Jetzt ist Deine Meinung gefragt: Hier kannst Du deinen Kommentar zum Artikel veröffentlichen und mit anderen Lesern darüber diskutieren.




			Dieser Inhalt steht nur eingeloggten Mitgliedern zur Verfügung.
        

 Zum Artikel: http://www.pcgames.de/aid,602039


----------



## Bonkic (24. Mai 2007)

*AW: News - Baphomets Fluch (Broken Sword): Filmumsetzung zu "Baphomets Fluch" angekündigt!*

da wird/ wurde auch schon drüber geredet ---> http://www.pcgames.de/?menu=forum&s=thread&bid=10&tid=5737718


----------



## Ganon2000 (24. Mai 2007)

*AW: News - Baphomets Fluch (Broken Sword): Filmumsetzung zu "Baphomets Fluch" angekündigt!*

Find ich cool, endlich wird mal ein Spiel mit ordentlicher Story 8eben ein Adventure) verfilmt. Und die Idealbesetzung für Nico ist doch eh klar: Audrey Tautou. Und irgendein Blondschopf für george wird sich auch finden.


----------



## OutsiderXE (24. Mai 2007)

*AW: News - Baphomets Fluch (Broken Sword): Filmumsetzung zu "Baphomets Fluch" angekündigt!*

Ein Adventure? Ungewohnt aber vielleicht die beste Idee überhaupt.


----------



## Actionhero2300 (24. Mai 2007)

*AW: News - Baphomets Fluch (Broken Sword): Filmumsetzung zu "Baphomets Fluch" angekündigt!*



			
				OutsiderXE am 24.05.2007 21:06 schrieb:
			
		

> Ein Adventure? Ungewohnt aber vielleicht die beste Idee überhaupt.

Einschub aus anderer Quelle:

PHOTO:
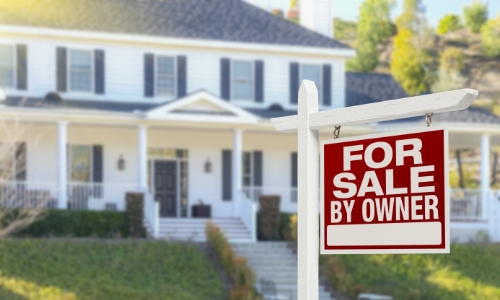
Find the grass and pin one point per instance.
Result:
(71, 270)
(468, 272)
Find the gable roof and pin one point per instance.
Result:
(223, 20)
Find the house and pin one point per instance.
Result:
(173, 99)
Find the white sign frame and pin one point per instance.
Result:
(388, 251)
(307, 124)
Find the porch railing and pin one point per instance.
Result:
(246, 209)
(152, 214)
(98, 196)
(288, 195)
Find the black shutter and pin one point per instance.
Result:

Sowieso. Und  Baphomet's Fluch erst recht. Die Charaktäre, Dialoge und die Geschichte des ersten Teils zählen für mich bis heute zu den besten in Computerspielen.


----------



## Meatsucker (25. Mai 2007)

*AW: News - Baphomets Fluch (Broken Sword): Filmumsetzung zu "Baphomets Fluch" angekündigt!*

Ein Traum geht in Erfüllung. Schon seit ich das Spiel das erste mal gezockt habe, habe ich mir überlegt, wie cool es sein müßte diese Geschichte als Film zu erleben. Zum Glück sind Geschichten die das Thema Tempelritter behandeln ja gerade irgendwie im Trend.


----------



## dust2145 (10. September 2007)

*AW: News - Baphomets Fluch (Broken Sword): Filmumsetzung zu "Baphomets Fluch" angekündigt!*

Gute Idee ich hoffe es wird nicht vermorkst. Aber dann hoff ich auch auf Day of the Tentacle ROFL


----------